Le zénith avait atteint son paroxysme de cruauté. Le soleil fondait comme un morceau de cuivre chauffé au rouge au-dessus de nos têtes, et l'air était aussi épais qu'une huile chaude stagnante. Même les cigales du midi avaient cessé de crisser, se cachant dans l'ombre des pierres. Dans ce silence pesant, les premiers signes sont apparus: une brise sèche et chaude a tournoyé soudainement comme un animal effrayé, portant l'odeur de la poussière mouillée avant même qu'une seule goutte ne l'ait humidifiée. Puis un nuage sombre s'est élevé derrière les collines, comme si la terre tournait une page blanche brûlante pour une autre grise et humide.
Et la pluie a éclaté.
Elle n'est pas tombée, elle a déferlé d'un coup, comme si le fond du ciel s'était fendu. Ses gouttes étaient grosses, lourdes, comme des perles de verre froid frappant la surface de la terre brûlée, produisant un sifflement de vapeur. Le son de la pluie sur les toits de tôle était comme de grands tambours battant le silence du monde. Le rideau d'eau a tout obscurci, transformant le lointain en un dessin au crayon sur du papier mouillé.
Et pendant que je me tenais derrière la fenêtre, je l'ai vu redessiner la ville. Il a lavé le visage fatigué des toits, a recouvert les rues d'une couche brillante qui reflétait les lumières des fenêtres. Il a transformé le trottoir gris en un miroir noir reflétant les lumières des voitures qui passaient comme des météores mouillés. Et j'ai vu des enfants courir dans les flaques d'eau peu profondes, le son de leurs rires perçant le grondement de la pluie comme du cristal.
Et cela n'a pas duré longtemps. Comme il avait commencé soudainement, les tambours se sont progressivement arrêtés. Le martèlement s'est estompé en un murmure, puis en un goutte-à-goutte espacé des gouttières. Le soleil s'est soudainement découvert, mais ce n'était plus celui qui était dur, il est devenu chaud, doré, brillant sur chaque goutte suspendue aux feuilles. Et il a commencé à tisser un arc-en-ciel coloré au-dessus des maisons, une promesse colorée de paix.

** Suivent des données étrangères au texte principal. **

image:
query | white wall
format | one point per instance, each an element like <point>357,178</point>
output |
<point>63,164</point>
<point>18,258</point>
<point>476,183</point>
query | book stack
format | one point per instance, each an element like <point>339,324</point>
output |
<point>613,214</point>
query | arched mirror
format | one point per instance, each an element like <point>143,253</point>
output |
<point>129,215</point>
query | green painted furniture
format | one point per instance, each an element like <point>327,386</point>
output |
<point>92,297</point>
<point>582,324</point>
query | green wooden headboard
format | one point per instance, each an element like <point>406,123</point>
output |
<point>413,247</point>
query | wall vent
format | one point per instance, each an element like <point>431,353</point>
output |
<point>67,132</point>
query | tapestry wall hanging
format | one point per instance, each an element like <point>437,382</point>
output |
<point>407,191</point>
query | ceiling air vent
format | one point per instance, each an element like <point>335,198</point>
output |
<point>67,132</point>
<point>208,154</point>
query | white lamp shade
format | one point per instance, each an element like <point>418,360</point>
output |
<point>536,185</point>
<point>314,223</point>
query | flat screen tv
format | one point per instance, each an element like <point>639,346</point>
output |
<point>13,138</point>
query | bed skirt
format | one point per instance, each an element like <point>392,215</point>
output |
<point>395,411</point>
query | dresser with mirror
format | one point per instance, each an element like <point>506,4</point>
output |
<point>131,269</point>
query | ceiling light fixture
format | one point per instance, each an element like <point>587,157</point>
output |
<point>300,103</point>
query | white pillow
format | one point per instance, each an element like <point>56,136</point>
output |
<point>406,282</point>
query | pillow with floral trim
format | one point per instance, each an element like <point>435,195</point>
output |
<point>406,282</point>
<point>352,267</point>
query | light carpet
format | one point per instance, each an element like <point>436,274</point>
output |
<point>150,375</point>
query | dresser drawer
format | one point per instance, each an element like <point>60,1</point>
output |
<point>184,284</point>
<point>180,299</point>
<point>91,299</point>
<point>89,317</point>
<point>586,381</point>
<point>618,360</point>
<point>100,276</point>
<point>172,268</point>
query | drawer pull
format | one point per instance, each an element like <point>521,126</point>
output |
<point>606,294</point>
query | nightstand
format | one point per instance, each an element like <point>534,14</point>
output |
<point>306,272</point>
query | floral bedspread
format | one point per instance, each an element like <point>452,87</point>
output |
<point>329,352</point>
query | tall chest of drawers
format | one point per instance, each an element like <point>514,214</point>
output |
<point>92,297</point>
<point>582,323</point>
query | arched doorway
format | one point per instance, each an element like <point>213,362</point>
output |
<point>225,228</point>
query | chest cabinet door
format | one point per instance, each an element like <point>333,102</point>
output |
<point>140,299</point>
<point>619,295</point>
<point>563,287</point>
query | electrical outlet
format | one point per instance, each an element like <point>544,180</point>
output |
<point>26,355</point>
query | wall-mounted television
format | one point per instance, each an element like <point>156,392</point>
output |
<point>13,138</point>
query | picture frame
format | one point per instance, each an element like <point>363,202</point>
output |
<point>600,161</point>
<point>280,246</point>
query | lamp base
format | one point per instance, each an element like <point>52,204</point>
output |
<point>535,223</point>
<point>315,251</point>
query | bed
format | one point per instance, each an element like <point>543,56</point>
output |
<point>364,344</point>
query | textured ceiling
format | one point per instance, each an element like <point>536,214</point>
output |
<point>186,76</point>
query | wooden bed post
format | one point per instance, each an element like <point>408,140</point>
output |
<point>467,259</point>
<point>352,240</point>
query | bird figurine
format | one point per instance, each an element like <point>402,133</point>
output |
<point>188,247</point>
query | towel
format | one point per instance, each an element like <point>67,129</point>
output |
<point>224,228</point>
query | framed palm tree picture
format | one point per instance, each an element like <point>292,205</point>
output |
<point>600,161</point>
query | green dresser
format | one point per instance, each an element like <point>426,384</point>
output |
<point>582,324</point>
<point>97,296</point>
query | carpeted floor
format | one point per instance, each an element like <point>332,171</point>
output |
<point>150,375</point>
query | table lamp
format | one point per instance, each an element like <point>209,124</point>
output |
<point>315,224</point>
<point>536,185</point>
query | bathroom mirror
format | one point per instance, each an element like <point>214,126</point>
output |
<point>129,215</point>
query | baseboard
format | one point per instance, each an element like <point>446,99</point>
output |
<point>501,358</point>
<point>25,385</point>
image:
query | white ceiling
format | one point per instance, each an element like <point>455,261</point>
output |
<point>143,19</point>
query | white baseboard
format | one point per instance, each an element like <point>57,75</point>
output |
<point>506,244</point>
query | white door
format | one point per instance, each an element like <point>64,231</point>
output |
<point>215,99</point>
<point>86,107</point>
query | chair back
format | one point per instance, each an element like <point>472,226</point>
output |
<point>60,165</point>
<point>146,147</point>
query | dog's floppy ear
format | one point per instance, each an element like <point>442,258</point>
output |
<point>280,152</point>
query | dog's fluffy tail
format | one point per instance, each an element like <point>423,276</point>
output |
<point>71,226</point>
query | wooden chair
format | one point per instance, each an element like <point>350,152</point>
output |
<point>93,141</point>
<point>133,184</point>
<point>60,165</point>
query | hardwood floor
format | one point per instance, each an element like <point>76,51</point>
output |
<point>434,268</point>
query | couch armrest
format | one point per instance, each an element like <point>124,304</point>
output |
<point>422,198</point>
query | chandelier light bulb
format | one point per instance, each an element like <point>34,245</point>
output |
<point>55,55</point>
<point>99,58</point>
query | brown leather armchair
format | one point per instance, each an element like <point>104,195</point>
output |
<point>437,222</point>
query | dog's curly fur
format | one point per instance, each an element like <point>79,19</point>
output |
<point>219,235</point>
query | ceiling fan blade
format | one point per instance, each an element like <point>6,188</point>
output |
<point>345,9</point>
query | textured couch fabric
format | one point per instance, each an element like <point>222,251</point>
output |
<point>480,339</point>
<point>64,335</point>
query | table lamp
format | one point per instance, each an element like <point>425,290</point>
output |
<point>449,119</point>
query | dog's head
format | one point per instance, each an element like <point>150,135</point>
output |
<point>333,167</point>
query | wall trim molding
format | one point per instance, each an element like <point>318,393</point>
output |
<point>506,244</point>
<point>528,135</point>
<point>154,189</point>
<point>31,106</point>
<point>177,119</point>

J'ai respiré. L'air n'était plus brûlant mais rafraîchissant, portant le parfum de la terre propre et des feuilles lavées. Même le son du retour des oiseaux était différent : clair, mouillé de joie. Et j'ai su que la pluie d'été n'est pas juste de l'eau qui tombe du ciel ; c'est un moment où l'univers efface la page dure de la chaleur, et y écrit une seule ligne rafraîchissante de vie avant que le soleil ne revienne.